Abstract: Misperceptions of Peer Norms for Tobacco Use Are Widespread and Associated with Personal Use Among US Secondary School Students (Society for Prevention Research 26th Annual Meeting)

144 Misperceptions of Peer Norms for Tobacco Use Are Widespread and Associated with Personal Use Among US Secondary School Students

Schedule:
Wednesday, May 30, 2018
Concord (Hyatt Regency Washington, Washington, DC)
* noted as presenting author
Jessica M. Perkins, PhD, Assistant Professor, Vanderbilt University, Nashville, TN
H. Wesley Perkins, PhD, Professor, Hobart and William Smith Colleges, Geneva, NY
David W. Craig, PhD, Professor, Hobart and William Smith Colleges, Geneva, NY
Introduction Nicotine consumption initiation is most likely to occur between the ages of 11 and 17. Previous research has demonstrated the strong tendency of people to conform to social norms as they look to others to give guidance on expected attitudes and behaviors in various settings. Social norms within the school context may be an important determinant of tobacco use initiation and frequency as youth look to peers for social cues on what to believe and how to behave. Yet misperceptions about these social norms are likely to be widespread.

Methods Data were collected from 27,545 students in grades 6-12 across 63 schools in 11 U.S. states from 1999 to 2014 via anonymous online surveys. This study distinguishes between actual peer norms about tobacco use attitudes and behavior among youth (i.e. the attitudes and behaviors held and practiced by a majority of the peer group) and perceived peer norms about tobacco use attitudes and behavior among youth (i.e. what an individual believes to be the attitudes and behaviors held and practiced by a majority of people in that peer group). We also examine the associations of actual and perceived peer norms with personal attitude and personal use.

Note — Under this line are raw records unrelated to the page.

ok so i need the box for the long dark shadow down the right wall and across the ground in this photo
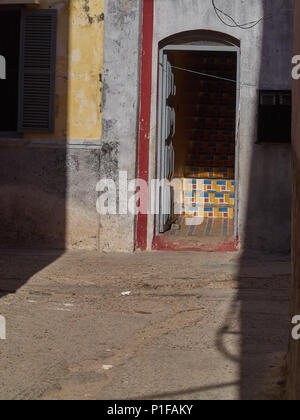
[217,0,292,400]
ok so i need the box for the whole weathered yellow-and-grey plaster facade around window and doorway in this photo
[0,0,292,251]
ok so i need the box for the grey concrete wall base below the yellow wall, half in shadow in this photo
[0,139,108,249]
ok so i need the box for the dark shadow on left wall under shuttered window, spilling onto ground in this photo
[0,2,69,297]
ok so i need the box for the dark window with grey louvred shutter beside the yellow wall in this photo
[0,8,57,136]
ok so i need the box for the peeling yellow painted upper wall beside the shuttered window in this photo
[27,0,104,140]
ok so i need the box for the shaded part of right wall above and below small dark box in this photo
[244,0,293,253]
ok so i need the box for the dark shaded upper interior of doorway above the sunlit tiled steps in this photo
[170,51,236,178]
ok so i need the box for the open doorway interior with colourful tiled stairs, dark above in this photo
[164,50,237,238]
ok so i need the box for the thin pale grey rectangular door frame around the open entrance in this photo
[155,45,241,237]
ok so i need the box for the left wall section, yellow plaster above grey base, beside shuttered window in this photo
[0,0,105,249]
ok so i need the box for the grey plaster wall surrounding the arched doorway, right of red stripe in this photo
[148,0,292,251]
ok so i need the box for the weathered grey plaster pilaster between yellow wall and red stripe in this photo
[100,0,142,252]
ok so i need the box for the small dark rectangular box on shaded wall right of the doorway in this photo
[257,90,292,143]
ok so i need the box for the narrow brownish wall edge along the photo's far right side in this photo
[287,0,300,400]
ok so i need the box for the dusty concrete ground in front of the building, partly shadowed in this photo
[0,251,290,400]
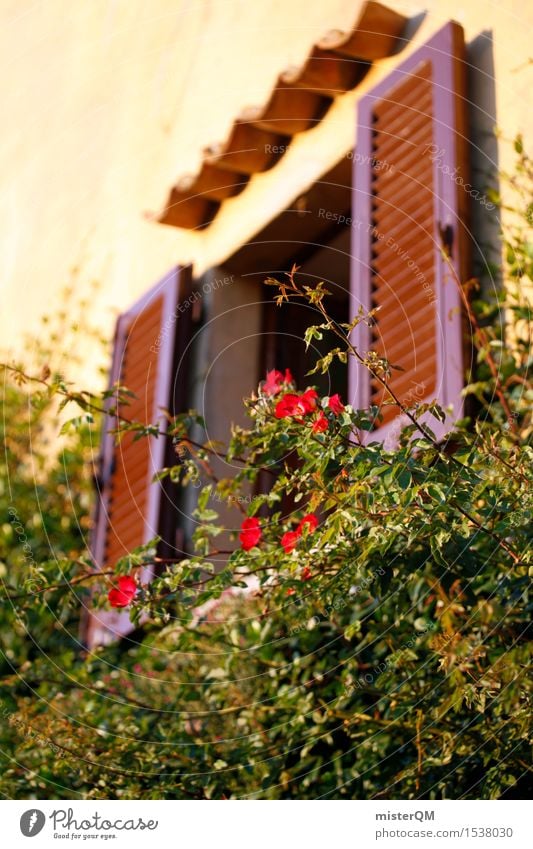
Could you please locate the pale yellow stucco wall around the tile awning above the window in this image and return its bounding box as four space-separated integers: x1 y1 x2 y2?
0 0 533 360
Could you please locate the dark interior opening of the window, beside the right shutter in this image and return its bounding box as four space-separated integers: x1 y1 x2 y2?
224 156 352 398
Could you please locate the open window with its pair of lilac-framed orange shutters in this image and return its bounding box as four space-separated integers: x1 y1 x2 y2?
87 18 468 645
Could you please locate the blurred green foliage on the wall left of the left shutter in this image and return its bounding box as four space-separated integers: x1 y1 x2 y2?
0 289 105 774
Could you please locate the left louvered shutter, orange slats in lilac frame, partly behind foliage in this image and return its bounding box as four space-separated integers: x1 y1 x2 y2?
85 269 190 646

Results Believing that tobacco use is okay and actually using tobacco during the year were rarely normative in any grade level in any school. Dramatic misperceptions about these positive norms were found across a diversity of schools and students, however. Although 77% of students said tobacco use was never good, 64% of students believed that most others in their grade thought use was okay. Similarly, although 78% of students reported never using tobacco, 67% of students perceived that students in their grade most typically used tobacco monthly or more often. Misperceptions were pervasive across race, grade cohort size, school socio-economic status, and survey years, with greater prevalence of misperceptions and more extent of inaccuracy across increasing grade and age levels. Regression analyses showed that perception of the attitudinal norm was highly predictive of personal attitude about use. Further, misperceiving tobacco use as the norm among same-grade peers strongly predicted personal tobacco use even after adjusting for the actual same-grade prevalence of tobacco use, personal attitude about use, and several other factors.

Conclusions There is opportunity to reduce misperceptions of peer norms and highlight the healthy anti-tobacco attitudes and behaviors that actually exist among students. Taking a social norms approach to reducing misperceptions would presumably reduce tobacco use among youth who do use tobacco as well as encourage students who do not use tobacco to resist initiation of use and be more vocal about their own healthy attitudes and behaviors.